Per contrastare questo squilibrio, i probiotici — microrganismi vivi che favoriscono l’equilibrio intestinale — promuovono la crescita di microrganismi benefici, migliorando l’assorbimento dei minerali e, in alcuni casi, riducendo la necessità di integratori ormonali. Possono essere assunti anche durante terapie antibiotiche, necessarie per alcune infezioni ma dannose per il microbiota. Una guida clinica dell’Associazione scientifica internazionale per probiotici e prebiotici indica i prodotti più idonei da abbinare a diversi trattamenti. Per i pazienti tiroidei, una dieta basata su alimenti naturali, unita a una riduzione dello stress e a un sonno adeguato, è fondamentale. Farmaci come gli inibitori della pompa protonica o le pillole anticoncezionali, che alterano la diversità microbica, andrebbero evitati. Una dieta, ricca di verdure cotte, proteine di qualità, grassi sani e povera di zuccheri, sostiene il microbiota. È altrettanto importante limitare cibi ultraprocessati, grassi trans, pesticidi, dolcificanti artificiali, alcol, glutine e latticini, specialmente per chi soffre di tiroidite di Hashimoto. Ottimizzando la salute intestinale, si migliora l’assorbimento dei farmaci tiroidei, grazie a una maggiore acidità gastrica, alleviando lo stress sull’organismo.

Minerali come iodio, selenio, zinco, ferro, magnesio, rame e vitamine A e D sono determinanti per la funzione tiroidea. Lo iodio, presente in sale iodato, latticini, pane e pesce, è indispensabile, con un fabbisogno giornaliero di 150 microgrammi per gli adulti, da 220 a 250 per le donne incinte e da 250 a 290 per quelle che allattano. Un eccesso, oltre 1.100 microgrammi, può causare disfunzioni. Altrettanto fondamentale è il selenio, reperibile in noci del Brasile, semi di girasole, sardine e uova, che aiuta a prevenire ipotiroidismo e patologie autoimmuni. Una o due noci del Brasile al giorno coprono il fabbisogno, ma un eccesso può risultare dannoso.
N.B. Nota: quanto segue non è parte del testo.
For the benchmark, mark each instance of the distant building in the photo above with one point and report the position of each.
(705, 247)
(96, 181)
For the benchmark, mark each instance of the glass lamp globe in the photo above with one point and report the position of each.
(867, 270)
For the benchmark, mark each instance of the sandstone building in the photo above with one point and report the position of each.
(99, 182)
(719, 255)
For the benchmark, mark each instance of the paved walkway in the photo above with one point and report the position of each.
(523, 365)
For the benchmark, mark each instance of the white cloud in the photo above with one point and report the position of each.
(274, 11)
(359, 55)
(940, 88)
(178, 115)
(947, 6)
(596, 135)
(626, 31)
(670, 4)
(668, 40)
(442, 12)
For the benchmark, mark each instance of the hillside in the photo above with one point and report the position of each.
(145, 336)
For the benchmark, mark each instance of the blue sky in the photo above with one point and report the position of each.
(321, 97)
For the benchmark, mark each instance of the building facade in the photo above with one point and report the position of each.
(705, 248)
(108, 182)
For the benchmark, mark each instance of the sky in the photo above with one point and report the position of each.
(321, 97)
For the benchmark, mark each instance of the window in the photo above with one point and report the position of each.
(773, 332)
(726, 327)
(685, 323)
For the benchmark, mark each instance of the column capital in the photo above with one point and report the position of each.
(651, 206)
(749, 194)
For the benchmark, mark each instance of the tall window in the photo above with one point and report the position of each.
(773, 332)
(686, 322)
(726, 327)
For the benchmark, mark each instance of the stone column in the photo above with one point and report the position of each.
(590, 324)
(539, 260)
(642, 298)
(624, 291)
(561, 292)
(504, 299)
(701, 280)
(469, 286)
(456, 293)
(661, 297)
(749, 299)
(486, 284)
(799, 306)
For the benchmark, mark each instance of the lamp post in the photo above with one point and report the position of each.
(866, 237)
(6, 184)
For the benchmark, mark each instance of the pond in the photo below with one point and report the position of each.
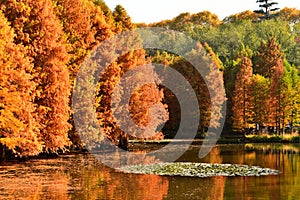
(81, 176)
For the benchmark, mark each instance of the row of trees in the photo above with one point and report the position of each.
(259, 53)
(42, 46)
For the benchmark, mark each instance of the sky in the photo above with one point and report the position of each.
(149, 11)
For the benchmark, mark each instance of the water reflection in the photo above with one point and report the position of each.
(83, 177)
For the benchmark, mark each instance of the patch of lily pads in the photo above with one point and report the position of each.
(198, 169)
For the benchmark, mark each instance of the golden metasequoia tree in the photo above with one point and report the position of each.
(39, 30)
(18, 129)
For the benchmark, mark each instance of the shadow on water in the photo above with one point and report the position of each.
(81, 176)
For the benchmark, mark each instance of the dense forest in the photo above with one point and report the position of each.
(44, 42)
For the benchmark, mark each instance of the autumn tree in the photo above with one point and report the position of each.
(18, 129)
(37, 28)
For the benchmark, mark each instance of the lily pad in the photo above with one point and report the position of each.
(198, 169)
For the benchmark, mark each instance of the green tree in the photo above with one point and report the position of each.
(122, 19)
(267, 59)
(242, 95)
(260, 92)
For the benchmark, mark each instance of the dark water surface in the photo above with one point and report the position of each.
(83, 177)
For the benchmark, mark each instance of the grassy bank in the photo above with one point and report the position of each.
(288, 138)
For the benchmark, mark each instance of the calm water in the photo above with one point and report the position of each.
(82, 177)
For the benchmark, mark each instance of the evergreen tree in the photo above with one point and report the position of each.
(242, 95)
(268, 57)
(266, 9)
(122, 19)
(260, 100)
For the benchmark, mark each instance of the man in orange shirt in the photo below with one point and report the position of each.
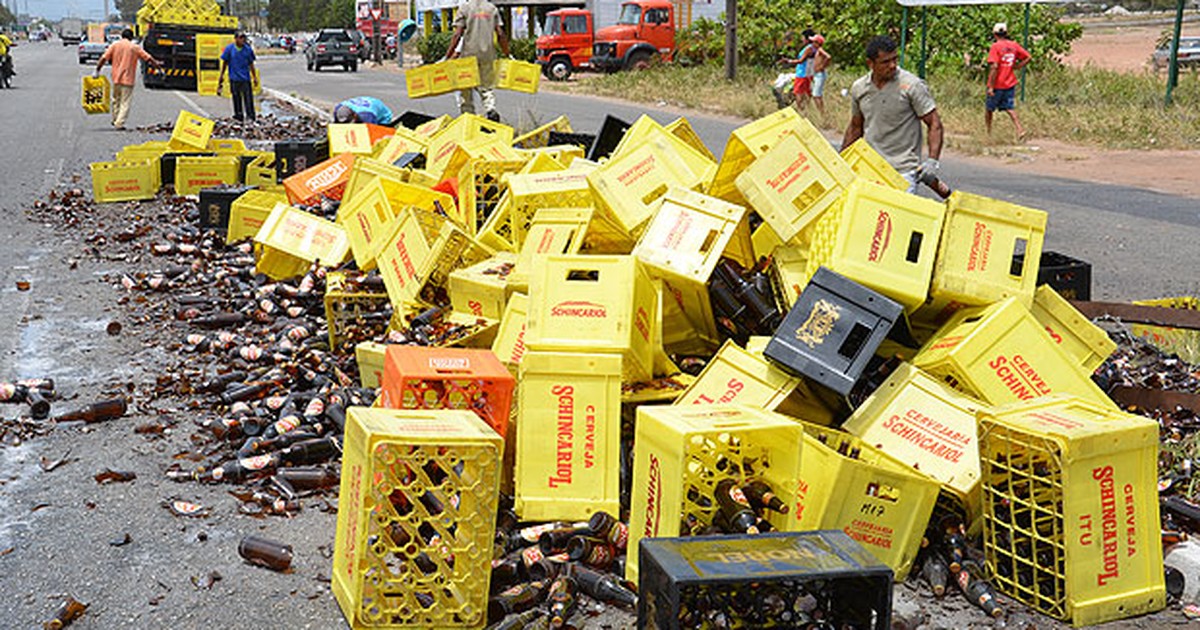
(1005, 58)
(124, 55)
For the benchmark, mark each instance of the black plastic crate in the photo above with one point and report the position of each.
(167, 163)
(833, 330)
(1071, 277)
(412, 119)
(215, 205)
(575, 139)
(293, 156)
(762, 581)
(609, 137)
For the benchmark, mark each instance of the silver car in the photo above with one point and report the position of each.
(1189, 52)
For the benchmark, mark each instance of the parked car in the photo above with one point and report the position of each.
(91, 51)
(1189, 52)
(333, 47)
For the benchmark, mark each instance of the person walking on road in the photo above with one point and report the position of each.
(239, 59)
(363, 109)
(888, 105)
(821, 60)
(124, 57)
(478, 28)
(1005, 58)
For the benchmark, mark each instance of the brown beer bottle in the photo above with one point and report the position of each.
(97, 412)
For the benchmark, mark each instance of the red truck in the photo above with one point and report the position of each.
(645, 33)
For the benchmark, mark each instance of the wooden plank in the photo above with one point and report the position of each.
(1134, 313)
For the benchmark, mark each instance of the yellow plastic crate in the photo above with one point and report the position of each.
(600, 304)
(568, 456)
(647, 130)
(96, 95)
(402, 142)
(927, 425)
(293, 239)
(681, 453)
(1180, 341)
(483, 289)
(881, 238)
(630, 183)
(418, 82)
(683, 130)
(370, 358)
(796, 181)
(196, 173)
(353, 315)
(420, 250)
(552, 231)
(540, 136)
(1071, 503)
(415, 519)
(1081, 340)
(191, 132)
(124, 181)
(846, 484)
(1002, 354)
(250, 211)
(747, 144)
(509, 345)
(868, 163)
(517, 76)
(979, 255)
(531, 192)
(682, 245)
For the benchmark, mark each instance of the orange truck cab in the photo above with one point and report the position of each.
(643, 34)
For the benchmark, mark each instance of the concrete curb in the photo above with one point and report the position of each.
(304, 106)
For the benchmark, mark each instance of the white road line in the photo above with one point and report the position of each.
(191, 103)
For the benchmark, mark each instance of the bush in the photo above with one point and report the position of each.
(433, 47)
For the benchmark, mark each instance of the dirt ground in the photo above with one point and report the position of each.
(1128, 49)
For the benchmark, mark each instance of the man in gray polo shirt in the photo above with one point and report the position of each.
(888, 105)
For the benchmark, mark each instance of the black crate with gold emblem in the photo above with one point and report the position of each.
(216, 203)
(779, 580)
(833, 330)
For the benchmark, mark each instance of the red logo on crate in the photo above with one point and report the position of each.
(653, 498)
(1019, 377)
(642, 322)
(580, 309)
(564, 450)
(882, 237)
(981, 246)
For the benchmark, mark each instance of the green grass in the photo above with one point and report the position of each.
(1079, 106)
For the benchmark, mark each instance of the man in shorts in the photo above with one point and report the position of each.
(820, 65)
(1003, 60)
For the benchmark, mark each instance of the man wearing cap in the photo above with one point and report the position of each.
(239, 59)
(1003, 60)
(363, 109)
(888, 106)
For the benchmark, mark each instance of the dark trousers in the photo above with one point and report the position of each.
(243, 100)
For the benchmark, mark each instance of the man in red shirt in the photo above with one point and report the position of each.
(124, 55)
(1003, 60)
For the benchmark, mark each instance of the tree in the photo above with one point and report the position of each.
(129, 10)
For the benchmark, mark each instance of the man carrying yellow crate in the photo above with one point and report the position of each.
(474, 27)
(124, 55)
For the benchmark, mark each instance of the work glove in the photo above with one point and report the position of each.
(928, 171)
Il magnesio, presente in verdure a foglia verde, noci, semi e legumi, facilita la conversione degli ormoni tiroidei e migliora la motilità intestinale; poiché solo il 20% di quello assunto oralmente viene assorbito, si consigliano integratori, bagni con sale di Epsom o applicazioni cutanee. Altrettanto rilevanti sono ferro, zinco, rame e vitamine A e D: carenze di ferro sono frequenti nei pazienti con tiroidite di Hashimoto, mentre un deficit di vitamina D è associato a un maggiore rischio di cancro tiroideo. Non meno importanti, potassio e sodio, spesso carenti nelle donne con problemi tiroidei, sostengono l’ipofisi, che regola la ghiandola tiroidea. Bevande come acqua di cocco con succo di limone e un pizzico di sale, o acqua con cremor tartaro e succo d’arancia, favoriscono il reintegro di questi minerali, evitando il sodio in caso di ipertensione.

Lo stress, aggravando la salute di intestino e tiroide, altera l’asse ipotalamo-ipofisi-tiroide e il microbiota intestinale. Secondo uno studio pubblicato su Scientific Reports, eventi stressanti modificano il microbiota del 5%, un impatto paragonabile a quello della dieta. Un’analisi pubblicata su Cureus correla lo stress a livelli elevati di ormone stimolante la tiroide, con fattori come età avanzata e obesità legati a ipotiroidismo subclinico. Tecniche come meditazione, scrittura, esercizi di respirazione o attività creative sono essenziali per gestire lo stress, evitando esercizi fisici intensi.

I test tiroidei, spesso limitati all’ormone stimolante la tiroide (Tsh), possono risultare normali nonostante problemi tiroidei. Un pannello completo, con sei test funzionali, rileva anomalie nella conversione ormonale, un processo intestinale. Test minerali, fecali e del respiro individuano carenze o infezioni, come la sovracrescita batterica, presente nel 50% dei pazienti ipotiroidei. Batteri come l’Helicobacter pylori, associati a patologie tiroidee, richiedono attenzione. I test per anticorpi tiroidei consentono di individuare l’autoimmunità prima che il Tsh si alteri, favorendo interventi precoci per prevenire danni alla tiroide.

Le informazioni e le opinioni contenute in questo articolo non costituiscono parere medico. Si consiglia di confrontarsi sul tema col proprio medico curante e/o con specialisti qualificati.